Going forward, however, this shifting of production overseas is not a foregone conclusion. Manufacturers will open factories in the places they expect to be the most profitable and productive. That decision will certainly take into account factors like infrastructure, trade and tax policies, and the regulatory environment. But one of the most important forces that will determine where firms locate is the quality of human capital.
We develop human capital through investments in education and training. Workers need higher levels of human capital to handle today’s high-tech machinery. And firms are more likely to open and maintain high-tech factories—the kind that are likely to survive and thrive in the United States amid global competition—in regions with large populations of highly skilled workers. Investments in human capital will not only help build the needed workforce of the future, but will also form the foundation of our ability to innovate both in and outside manufacturing. Over time, these investments are what will help determine our productivity and our standard of living.

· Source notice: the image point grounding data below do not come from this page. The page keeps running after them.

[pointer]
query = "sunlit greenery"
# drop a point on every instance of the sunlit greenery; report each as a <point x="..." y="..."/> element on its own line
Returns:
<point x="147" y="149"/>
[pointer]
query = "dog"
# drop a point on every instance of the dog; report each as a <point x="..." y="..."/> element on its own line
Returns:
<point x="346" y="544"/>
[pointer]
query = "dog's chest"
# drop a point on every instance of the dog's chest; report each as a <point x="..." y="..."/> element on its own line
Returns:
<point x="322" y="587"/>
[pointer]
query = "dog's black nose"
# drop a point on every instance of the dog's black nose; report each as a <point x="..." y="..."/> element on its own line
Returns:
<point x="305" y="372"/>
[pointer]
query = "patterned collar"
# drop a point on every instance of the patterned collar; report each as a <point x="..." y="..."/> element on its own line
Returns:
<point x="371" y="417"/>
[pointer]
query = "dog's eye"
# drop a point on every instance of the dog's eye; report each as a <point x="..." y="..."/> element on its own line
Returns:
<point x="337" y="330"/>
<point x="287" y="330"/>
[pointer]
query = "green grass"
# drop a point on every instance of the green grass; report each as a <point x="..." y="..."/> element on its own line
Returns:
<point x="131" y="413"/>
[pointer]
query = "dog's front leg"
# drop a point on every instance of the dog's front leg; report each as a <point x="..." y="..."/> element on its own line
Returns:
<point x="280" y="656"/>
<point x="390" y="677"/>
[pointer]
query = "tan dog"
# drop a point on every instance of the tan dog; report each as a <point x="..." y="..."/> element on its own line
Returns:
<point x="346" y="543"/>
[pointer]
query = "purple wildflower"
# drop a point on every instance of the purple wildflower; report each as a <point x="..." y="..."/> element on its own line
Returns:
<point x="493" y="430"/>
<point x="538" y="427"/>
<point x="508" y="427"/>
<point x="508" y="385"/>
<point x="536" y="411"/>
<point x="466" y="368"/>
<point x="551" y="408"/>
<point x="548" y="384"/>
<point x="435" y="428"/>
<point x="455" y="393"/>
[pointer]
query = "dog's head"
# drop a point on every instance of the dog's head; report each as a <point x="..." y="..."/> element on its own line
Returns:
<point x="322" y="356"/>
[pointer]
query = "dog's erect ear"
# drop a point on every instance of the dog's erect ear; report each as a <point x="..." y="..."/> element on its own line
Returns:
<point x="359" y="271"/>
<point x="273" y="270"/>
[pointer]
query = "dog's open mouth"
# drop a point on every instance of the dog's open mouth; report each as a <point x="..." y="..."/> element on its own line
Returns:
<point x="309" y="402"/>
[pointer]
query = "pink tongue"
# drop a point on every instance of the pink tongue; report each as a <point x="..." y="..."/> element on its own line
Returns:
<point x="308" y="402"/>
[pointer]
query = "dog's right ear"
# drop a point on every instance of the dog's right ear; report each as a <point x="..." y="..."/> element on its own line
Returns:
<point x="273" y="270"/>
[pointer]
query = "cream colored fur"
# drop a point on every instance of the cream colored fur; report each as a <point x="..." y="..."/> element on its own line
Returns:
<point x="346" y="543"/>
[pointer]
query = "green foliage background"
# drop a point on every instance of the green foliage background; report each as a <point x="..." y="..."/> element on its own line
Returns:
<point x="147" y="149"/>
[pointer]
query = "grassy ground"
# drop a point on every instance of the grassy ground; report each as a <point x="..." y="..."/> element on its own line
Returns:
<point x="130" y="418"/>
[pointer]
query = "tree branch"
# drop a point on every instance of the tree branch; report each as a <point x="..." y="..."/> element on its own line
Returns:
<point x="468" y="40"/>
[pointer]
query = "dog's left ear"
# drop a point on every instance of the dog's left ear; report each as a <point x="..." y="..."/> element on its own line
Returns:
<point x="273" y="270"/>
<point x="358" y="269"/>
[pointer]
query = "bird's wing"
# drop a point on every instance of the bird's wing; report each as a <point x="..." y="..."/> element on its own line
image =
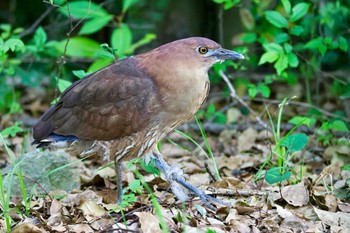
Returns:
<point x="112" y="103"/>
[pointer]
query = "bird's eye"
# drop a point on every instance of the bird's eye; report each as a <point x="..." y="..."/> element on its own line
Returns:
<point x="202" y="50"/>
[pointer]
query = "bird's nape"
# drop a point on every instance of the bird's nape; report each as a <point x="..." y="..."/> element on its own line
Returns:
<point x="126" y="108"/>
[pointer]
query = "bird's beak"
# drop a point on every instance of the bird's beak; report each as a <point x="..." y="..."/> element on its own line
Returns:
<point x="225" y="54"/>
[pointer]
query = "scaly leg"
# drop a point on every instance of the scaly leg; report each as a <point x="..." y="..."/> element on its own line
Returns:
<point x="118" y="171"/>
<point x="174" y="175"/>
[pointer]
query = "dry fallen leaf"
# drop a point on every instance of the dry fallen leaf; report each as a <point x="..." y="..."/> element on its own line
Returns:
<point x="149" y="222"/>
<point x="92" y="210"/>
<point x="338" y="219"/>
<point x="246" y="140"/>
<point x="26" y="227"/>
<point x="296" y="195"/>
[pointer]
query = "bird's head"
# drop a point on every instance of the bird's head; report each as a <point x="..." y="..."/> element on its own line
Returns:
<point x="195" y="52"/>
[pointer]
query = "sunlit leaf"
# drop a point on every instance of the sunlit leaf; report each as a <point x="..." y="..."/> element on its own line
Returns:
<point x="281" y="64"/>
<point x="286" y="5"/>
<point x="297" y="30"/>
<point x="269" y="57"/>
<point x="83" y="9"/>
<point x="274" y="175"/>
<point x="299" y="120"/>
<point x="298" y="11"/>
<point x="276" y="19"/>
<point x="121" y="39"/>
<point x="293" y="60"/>
<point x="95" y="24"/>
<point x="127" y="4"/>
<point x="295" y="142"/>
<point x="79" y="47"/>
<point x="339" y="125"/>
<point x="247" y="18"/>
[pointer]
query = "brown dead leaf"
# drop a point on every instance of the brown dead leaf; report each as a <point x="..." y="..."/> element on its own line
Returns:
<point x="345" y="207"/>
<point x="59" y="228"/>
<point x="149" y="222"/>
<point x="331" y="202"/>
<point x="55" y="207"/>
<point x="339" y="219"/>
<point x="229" y="182"/>
<point x="246" y="140"/>
<point x="80" y="228"/>
<point x="296" y="195"/>
<point x="92" y="210"/>
<point x="26" y="227"/>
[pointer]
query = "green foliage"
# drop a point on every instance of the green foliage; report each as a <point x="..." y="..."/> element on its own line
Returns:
<point x="285" y="149"/>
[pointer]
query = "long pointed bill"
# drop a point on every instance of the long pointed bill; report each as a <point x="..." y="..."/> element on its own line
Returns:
<point x="225" y="54"/>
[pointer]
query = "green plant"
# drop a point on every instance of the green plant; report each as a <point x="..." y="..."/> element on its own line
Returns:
<point x="5" y="192"/>
<point x="285" y="149"/>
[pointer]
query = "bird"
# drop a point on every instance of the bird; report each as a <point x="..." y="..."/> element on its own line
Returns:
<point x="123" y="110"/>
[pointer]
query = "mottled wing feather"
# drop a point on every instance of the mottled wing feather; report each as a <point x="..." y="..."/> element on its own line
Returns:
<point x="112" y="103"/>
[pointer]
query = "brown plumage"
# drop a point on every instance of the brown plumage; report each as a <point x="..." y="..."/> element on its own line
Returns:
<point x="127" y="107"/>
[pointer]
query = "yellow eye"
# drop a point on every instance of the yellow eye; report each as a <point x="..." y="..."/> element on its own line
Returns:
<point x="202" y="50"/>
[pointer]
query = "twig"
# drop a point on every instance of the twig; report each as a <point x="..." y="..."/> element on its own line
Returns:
<point x="216" y="128"/>
<point x="302" y="104"/>
<point x="240" y="192"/>
<point x="32" y="28"/>
<point x="240" y="100"/>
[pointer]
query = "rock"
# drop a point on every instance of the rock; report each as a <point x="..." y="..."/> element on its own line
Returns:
<point x="48" y="168"/>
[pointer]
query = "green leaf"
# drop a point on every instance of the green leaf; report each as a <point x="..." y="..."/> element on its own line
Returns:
<point x="286" y="6"/>
<point x="121" y="39"/>
<point x="83" y="9"/>
<point x="297" y="30"/>
<point x="95" y="24"/>
<point x="295" y="142"/>
<point x="40" y="37"/>
<point x="63" y="84"/>
<point x="293" y="60"/>
<point x="269" y="57"/>
<point x="145" y="40"/>
<point x="287" y="47"/>
<point x="252" y="91"/>
<point x="99" y="64"/>
<point x="281" y="64"/>
<point x="127" y="4"/>
<point x="346" y="167"/>
<point x="273" y="47"/>
<point x="249" y="38"/>
<point x="343" y="44"/>
<point x="299" y="120"/>
<point x="12" y="130"/>
<point x="281" y="38"/>
<point x="135" y="186"/>
<point x="264" y="90"/>
<point x="316" y="44"/>
<point x="298" y="11"/>
<point x="14" y="44"/>
<point x="276" y="19"/>
<point x="273" y="175"/>
<point x="339" y="125"/>
<point x="247" y="18"/>
<point x="80" y="73"/>
<point x="79" y="47"/>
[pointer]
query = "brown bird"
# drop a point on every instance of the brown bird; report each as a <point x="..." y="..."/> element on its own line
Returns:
<point x="126" y="108"/>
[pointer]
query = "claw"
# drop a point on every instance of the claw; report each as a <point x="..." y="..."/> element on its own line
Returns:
<point x="173" y="175"/>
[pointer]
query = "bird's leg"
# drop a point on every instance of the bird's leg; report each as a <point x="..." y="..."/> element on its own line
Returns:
<point x="174" y="175"/>
<point x="118" y="171"/>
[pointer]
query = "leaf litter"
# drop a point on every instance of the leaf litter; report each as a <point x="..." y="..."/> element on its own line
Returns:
<point x="318" y="203"/>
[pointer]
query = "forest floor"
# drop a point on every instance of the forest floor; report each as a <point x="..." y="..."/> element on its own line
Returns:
<point x="316" y="200"/>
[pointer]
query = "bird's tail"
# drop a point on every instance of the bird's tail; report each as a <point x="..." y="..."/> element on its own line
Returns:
<point x="53" y="139"/>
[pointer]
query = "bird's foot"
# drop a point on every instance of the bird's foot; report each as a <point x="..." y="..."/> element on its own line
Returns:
<point x="175" y="176"/>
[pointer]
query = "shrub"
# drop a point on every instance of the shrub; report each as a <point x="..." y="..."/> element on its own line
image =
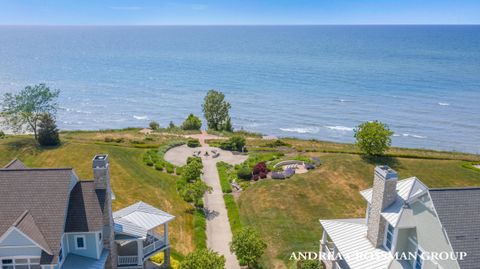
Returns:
<point x="48" y="131"/>
<point x="192" y="122"/>
<point x="154" y="125"/>
<point x="193" y="143"/>
<point x="244" y="173"/>
<point x="170" y="168"/>
<point x="260" y="170"/>
<point x="234" y="143"/>
<point x="159" y="166"/>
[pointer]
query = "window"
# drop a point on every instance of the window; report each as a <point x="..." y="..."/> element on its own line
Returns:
<point x="60" y="255"/>
<point x="389" y="237"/>
<point x="418" y="259"/>
<point x="80" y="242"/>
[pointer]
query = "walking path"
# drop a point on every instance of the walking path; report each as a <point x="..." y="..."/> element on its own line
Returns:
<point x="219" y="233"/>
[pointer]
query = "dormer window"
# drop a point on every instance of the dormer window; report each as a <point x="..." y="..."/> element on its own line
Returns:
<point x="389" y="236"/>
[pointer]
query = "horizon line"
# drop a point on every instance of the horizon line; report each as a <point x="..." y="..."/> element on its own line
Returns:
<point x="293" y="24"/>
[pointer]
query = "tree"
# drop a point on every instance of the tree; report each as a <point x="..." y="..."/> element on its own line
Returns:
<point x="215" y="110"/>
<point x="22" y="111"/>
<point x="203" y="259"/>
<point x="373" y="138"/>
<point x="248" y="246"/>
<point x="154" y="125"/>
<point x="192" y="122"/>
<point x="48" y="131"/>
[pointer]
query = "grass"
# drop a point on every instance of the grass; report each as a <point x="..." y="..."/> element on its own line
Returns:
<point x="223" y="169"/>
<point x="233" y="213"/>
<point x="199" y="229"/>
<point x="132" y="180"/>
<point x="287" y="213"/>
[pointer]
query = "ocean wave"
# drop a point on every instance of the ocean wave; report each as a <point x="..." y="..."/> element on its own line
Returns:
<point x="140" y="117"/>
<point x="301" y="130"/>
<point x="340" y="128"/>
<point x="413" y="135"/>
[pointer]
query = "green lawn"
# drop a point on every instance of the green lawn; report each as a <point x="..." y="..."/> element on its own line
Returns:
<point x="132" y="180"/>
<point x="287" y="212"/>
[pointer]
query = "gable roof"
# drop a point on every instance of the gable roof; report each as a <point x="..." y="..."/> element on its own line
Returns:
<point x="44" y="194"/>
<point x="15" y="164"/>
<point x="459" y="213"/>
<point x="85" y="208"/>
<point x="139" y="218"/>
<point x="407" y="190"/>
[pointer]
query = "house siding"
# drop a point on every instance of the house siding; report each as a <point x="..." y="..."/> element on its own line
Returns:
<point x="430" y="235"/>
<point x="90" y="242"/>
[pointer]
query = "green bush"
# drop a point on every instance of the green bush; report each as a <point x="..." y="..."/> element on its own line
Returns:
<point x="199" y="229"/>
<point x="170" y="168"/>
<point x="244" y="173"/>
<point x="192" y="122"/>
<point x="159" y="166"/>
<point x="193" y="143"/>
<point x="234" y="143"/>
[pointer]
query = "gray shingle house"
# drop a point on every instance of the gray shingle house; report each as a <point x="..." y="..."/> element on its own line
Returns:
<point x="407" y="226"/>
<point x="50" y="219"/>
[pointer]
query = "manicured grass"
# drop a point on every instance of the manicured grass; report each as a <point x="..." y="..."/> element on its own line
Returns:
<point x="223" y="168"/>
<point x="233" y="213"/>
<point x="199" y="229"/>
<point x="132" y="180"/>
<point x="287" y="212"/>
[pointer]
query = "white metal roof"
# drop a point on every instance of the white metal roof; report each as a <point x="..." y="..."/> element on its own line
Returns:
<point x="407" y="190"/>
<point x="350" y="238"/>
<point x="139" y="218"/>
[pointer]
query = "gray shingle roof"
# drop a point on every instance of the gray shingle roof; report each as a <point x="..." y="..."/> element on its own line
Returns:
<point x="459" y="212"/>
<point x="85" y="208"/>
<point x="44" y="193"/>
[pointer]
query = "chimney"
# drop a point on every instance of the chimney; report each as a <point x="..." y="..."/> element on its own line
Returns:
<point x="101" y="175"/>
<point x="384" y="193"/>
<point x="101" y="172"/>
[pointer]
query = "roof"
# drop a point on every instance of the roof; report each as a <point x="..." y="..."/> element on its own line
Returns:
<point x="85" y="209"/>
<point x="44" y="194"/>
<point x="462" y="226"/>
<point x="139" y="218"/>
<point x="350" y="237"/>
<point x="15" y="164"/>
<point x="407" y="190"/>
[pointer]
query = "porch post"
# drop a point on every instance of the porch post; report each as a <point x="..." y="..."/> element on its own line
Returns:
<point x="140" y="251"/>
<point x="165" y="233"/>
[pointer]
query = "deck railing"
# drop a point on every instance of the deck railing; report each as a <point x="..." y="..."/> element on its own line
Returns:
<point x="127" y="260"/>
<point x="153" y="247"/>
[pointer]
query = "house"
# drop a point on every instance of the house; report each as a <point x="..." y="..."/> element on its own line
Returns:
<point x="50" y="219"/>
<point x="407" y="226"/>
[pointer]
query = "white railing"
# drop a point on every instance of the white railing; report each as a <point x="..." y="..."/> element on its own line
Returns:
<point x="157" y="245"/>
<point x="127" y="260"/>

Unfortunately, other countries around the globe are passing us by in the development of human capital. I see particular gaps in our education system around points of transition: transitions from home to school, from grade school to high school, from high school to college, and from school to the workforce. I think this is especially true for individuals who are not on a typical college degree track. We must respond to this challenge by improving pre-K and K–12 education, by providing greater support for math, science, and engineering in higher education, and by increasing funding for basic research. Making such investments is imperative if manufacturing is to have a robust future in the United States. Let’s resolve to meet this challenge.
Note: A version of this article appeared in several news outlets.
The views expressed in this article are mine alone and do not necessarily reflect those of my colleagues in the Federal Reserve System. The Federal Reserve Bank of Cleveland serves the Fourth Federal Reserve District, which includes Ohio, western Pennsylvania, eastern Kentucky, and the northern panhandle of West Virginia.